PDI – Kettle updated to version 5.1

pdi51While I was lounging around the back roads of Texas last week, Pentaho, Inc. was busy – releasing version 5.1 of Kettle in both Enterprise and Community editions. I’ve downloaded and installed the CE version on my laptop, and plan to put it through its passes this weekend. Pentaho’s website lists the improvements in more detail but here are some of the highlights that look interesting to me.

There are new Big Data features including:

  • support for current versions of a couple of NoSQL platforms – MongoDB (2.6) and Cassandra (2.0),
  • improved YARN (Hadoop v2) functionality allowing PDI to interact with  more recent versions of several Hadoop platforms Cloudera (version 5), MapR (version 3.1) and HortonWorks (version 2.1) as well as with over a dozen other Hadoop platforms
  • and the ability to execute transforms on YARN clusters in parallel using the data nodes of the Hadoop clusters, rather than processing the data on the PDI box. This should provide a large performance boast since the data will be processed where it resides, rather than pulling it across the network.

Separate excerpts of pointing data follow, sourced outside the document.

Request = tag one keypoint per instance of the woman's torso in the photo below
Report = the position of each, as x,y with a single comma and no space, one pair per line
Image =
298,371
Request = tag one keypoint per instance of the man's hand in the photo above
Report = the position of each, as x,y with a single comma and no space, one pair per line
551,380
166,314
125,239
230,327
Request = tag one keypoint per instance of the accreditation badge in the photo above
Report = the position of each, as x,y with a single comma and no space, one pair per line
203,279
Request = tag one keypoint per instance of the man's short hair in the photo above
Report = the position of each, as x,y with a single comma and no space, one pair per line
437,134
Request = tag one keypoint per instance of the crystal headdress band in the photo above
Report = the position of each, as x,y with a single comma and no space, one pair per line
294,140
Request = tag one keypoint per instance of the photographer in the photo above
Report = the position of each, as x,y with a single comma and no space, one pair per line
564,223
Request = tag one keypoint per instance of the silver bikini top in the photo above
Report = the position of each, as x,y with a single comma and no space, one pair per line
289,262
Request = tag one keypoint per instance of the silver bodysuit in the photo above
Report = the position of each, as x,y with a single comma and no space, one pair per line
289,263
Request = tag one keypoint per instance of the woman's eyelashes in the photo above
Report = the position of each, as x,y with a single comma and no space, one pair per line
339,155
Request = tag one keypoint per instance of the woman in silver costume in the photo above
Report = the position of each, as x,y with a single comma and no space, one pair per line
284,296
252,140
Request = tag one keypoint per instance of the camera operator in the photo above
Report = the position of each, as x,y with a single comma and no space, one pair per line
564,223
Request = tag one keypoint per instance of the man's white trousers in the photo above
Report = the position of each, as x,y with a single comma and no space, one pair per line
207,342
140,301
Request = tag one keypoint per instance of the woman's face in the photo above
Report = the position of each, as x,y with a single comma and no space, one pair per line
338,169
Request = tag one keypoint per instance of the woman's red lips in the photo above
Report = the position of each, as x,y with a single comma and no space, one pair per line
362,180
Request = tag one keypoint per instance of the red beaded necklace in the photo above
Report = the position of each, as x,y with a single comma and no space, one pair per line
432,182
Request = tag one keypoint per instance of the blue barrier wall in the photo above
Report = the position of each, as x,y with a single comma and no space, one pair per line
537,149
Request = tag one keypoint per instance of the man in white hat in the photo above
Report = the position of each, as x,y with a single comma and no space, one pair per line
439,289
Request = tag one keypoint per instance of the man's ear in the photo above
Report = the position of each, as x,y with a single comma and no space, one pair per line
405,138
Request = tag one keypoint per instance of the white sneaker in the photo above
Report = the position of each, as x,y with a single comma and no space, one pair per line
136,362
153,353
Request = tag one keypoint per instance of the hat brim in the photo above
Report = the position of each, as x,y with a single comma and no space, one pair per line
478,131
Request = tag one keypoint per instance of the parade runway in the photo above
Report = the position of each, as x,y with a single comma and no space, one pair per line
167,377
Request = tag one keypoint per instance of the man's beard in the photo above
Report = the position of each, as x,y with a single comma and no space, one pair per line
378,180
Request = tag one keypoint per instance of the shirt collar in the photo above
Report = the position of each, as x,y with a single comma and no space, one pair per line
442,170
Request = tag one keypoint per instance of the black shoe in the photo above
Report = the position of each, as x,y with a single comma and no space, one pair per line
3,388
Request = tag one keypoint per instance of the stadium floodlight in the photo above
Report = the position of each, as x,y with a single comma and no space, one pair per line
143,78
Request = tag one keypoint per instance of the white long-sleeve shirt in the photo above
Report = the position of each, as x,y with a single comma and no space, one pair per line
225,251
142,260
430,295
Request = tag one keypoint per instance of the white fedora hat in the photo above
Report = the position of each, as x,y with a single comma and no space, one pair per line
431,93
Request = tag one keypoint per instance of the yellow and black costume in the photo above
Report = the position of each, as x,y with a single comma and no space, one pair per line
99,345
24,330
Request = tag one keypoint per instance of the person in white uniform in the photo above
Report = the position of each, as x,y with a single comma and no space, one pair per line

Documentation is being improved! This faces one of the biggest issues I see with open source software. While functionality of OSS many times is head and shoulders above its commercial counterparts, the poor quality or complete lack of documentation turns off a lot of potential users. Lets hope it continues!

Security features have been added, and one of the biggest is the ability to grant or restrict permission to run transformations/jobs by role. In many large scale environments subject to Sarbanes Oxley or other regulations, developers may not be given the ability to run code on production data systems. Now Pentaho has implemented that level of security for ETL developers as well.

There are quite a few other improvements, that I won’t go into here, but do check out Pentaho’s website for more information.